Diossine sulla Ovest: esposto di Sel

Nonostante il sequestro del cantiere della tangenziale, la terra viene mossa "senza precauzioni". Il rischio è che si disperdano polveri contaminate del sito Caffaro.

(red.) Un esposto a  firma di Donatella Albini di Sel (Sinistra ecologia e libertà) presentato martedì mattina in Procura sui lavori dello svincolo di via Rose, sulla tangenziale Ovest, nel Sito Inquinato di Interesse Nazionale “Brescia-Caffaro”.

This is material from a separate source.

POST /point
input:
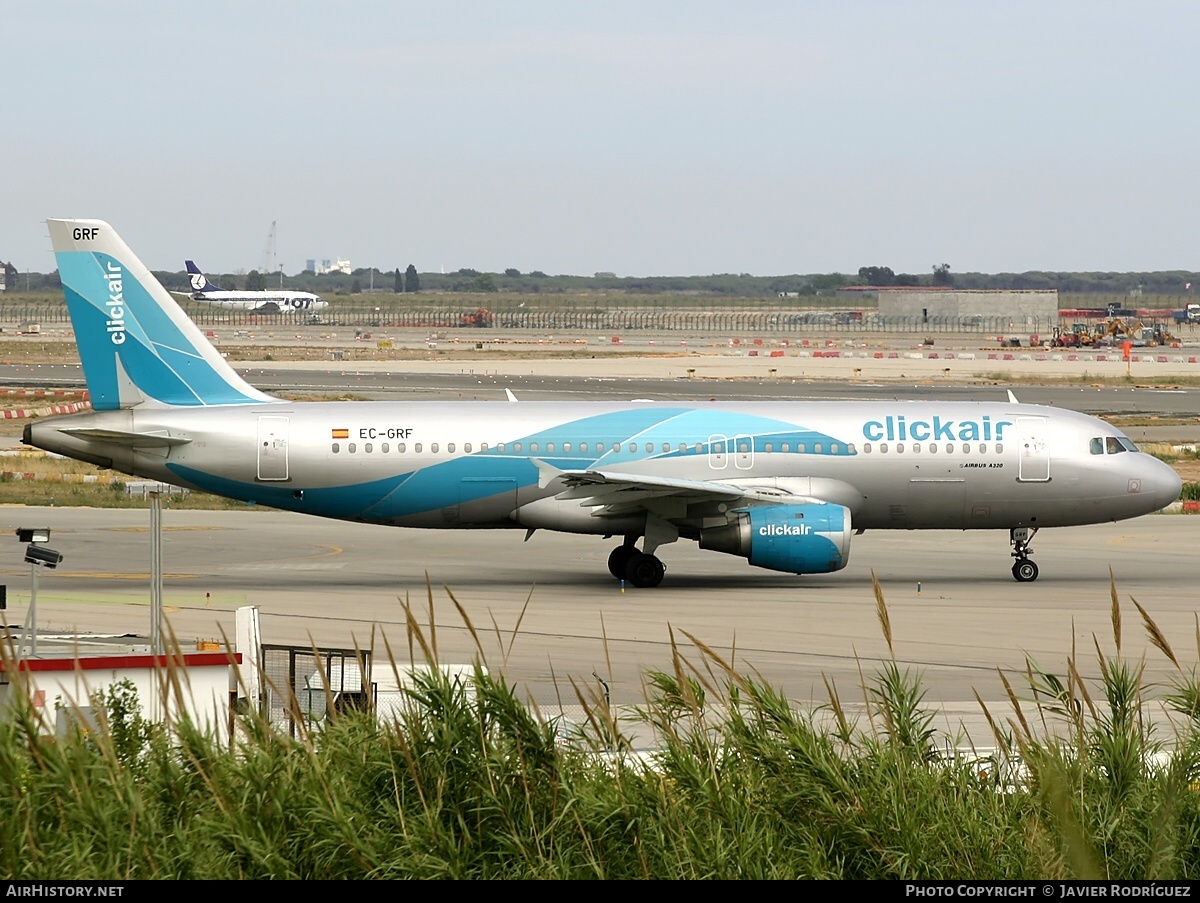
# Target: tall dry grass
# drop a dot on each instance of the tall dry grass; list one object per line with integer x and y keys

Nonostante il sequestro del cantiere avvenuto nel 2011, è questo l’assunto, “i lavoratori continuano a movimentare la terra senza osservare alcuna precauzione. Rese più volatili della siccità, le polveri contaminate da diossine, Pcb, mercurio, si stanno disperdendo sulle cascine a sud della Caffaro, sul quartiere Primo Maggio e nella zona di via Milano”. Lo riferisce il notiziario “Metroregione” di Radio Popolare.

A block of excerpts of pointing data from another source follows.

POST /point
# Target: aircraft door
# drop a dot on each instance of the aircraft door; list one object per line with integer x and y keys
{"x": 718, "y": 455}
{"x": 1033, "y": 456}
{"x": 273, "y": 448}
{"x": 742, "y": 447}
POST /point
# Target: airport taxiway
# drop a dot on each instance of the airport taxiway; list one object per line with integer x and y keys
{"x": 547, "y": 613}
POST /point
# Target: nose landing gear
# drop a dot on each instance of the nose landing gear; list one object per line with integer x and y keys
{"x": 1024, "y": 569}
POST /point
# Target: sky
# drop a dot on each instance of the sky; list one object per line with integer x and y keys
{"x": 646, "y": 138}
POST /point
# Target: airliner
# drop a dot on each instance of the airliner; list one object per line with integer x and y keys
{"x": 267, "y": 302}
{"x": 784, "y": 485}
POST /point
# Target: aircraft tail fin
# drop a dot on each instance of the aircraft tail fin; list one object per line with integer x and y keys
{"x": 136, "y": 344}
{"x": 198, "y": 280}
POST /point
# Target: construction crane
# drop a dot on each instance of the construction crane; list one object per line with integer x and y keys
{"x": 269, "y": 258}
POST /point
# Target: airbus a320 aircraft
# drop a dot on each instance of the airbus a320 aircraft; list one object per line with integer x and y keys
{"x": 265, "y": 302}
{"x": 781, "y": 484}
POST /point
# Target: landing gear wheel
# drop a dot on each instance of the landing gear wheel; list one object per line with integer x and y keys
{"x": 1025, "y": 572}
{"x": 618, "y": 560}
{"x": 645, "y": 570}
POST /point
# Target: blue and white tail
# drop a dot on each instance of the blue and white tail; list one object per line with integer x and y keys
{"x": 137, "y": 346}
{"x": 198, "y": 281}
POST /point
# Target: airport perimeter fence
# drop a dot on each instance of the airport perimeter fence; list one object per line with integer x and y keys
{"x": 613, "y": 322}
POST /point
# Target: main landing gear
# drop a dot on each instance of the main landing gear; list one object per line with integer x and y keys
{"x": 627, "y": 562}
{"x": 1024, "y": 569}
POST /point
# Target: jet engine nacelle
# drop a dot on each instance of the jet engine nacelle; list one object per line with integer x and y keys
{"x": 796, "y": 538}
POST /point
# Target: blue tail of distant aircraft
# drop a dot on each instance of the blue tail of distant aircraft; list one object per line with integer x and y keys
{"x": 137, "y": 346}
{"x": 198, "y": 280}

“Il terreno”, continua il giornalista Andrea Tornago, “è attualmente disposto in grandi cumuli a cielo aperto ai lati delle carreggiate, e con il vento le polveri cariche di diossine si stanno depositando sulle cascine e sui quartieri vicini”.
A lavorare nel cantiere, viene riferito, è la ditta “Galeazzi” di Brescia, incaricata dall’assessorato ai Lavori Pubblici del Comune, guidato da Mario Labolani.
“Peccato”, prosegue il report di radio Popolare, “che quel tratto di tangenziale rientri nel cono d’ombra a sud dell’industria Caffaro, inserito nel 2002 tra i siti inquinati di interesse nazionale. A causa della pericolosità del sito”, viene sottolineato, “ogni operazione andrebbe comunicata al Ministero dell’Ambiente. Dal luglio 2002 è proprio il sindaco di Brescia a vietare qualsiasi operazione che comporti il contatto con il terreno”.
“Ma non risulta”, conclude Tornago, “che gli enti pubblici stiano monitorando la dispersione di diossine nell’aria.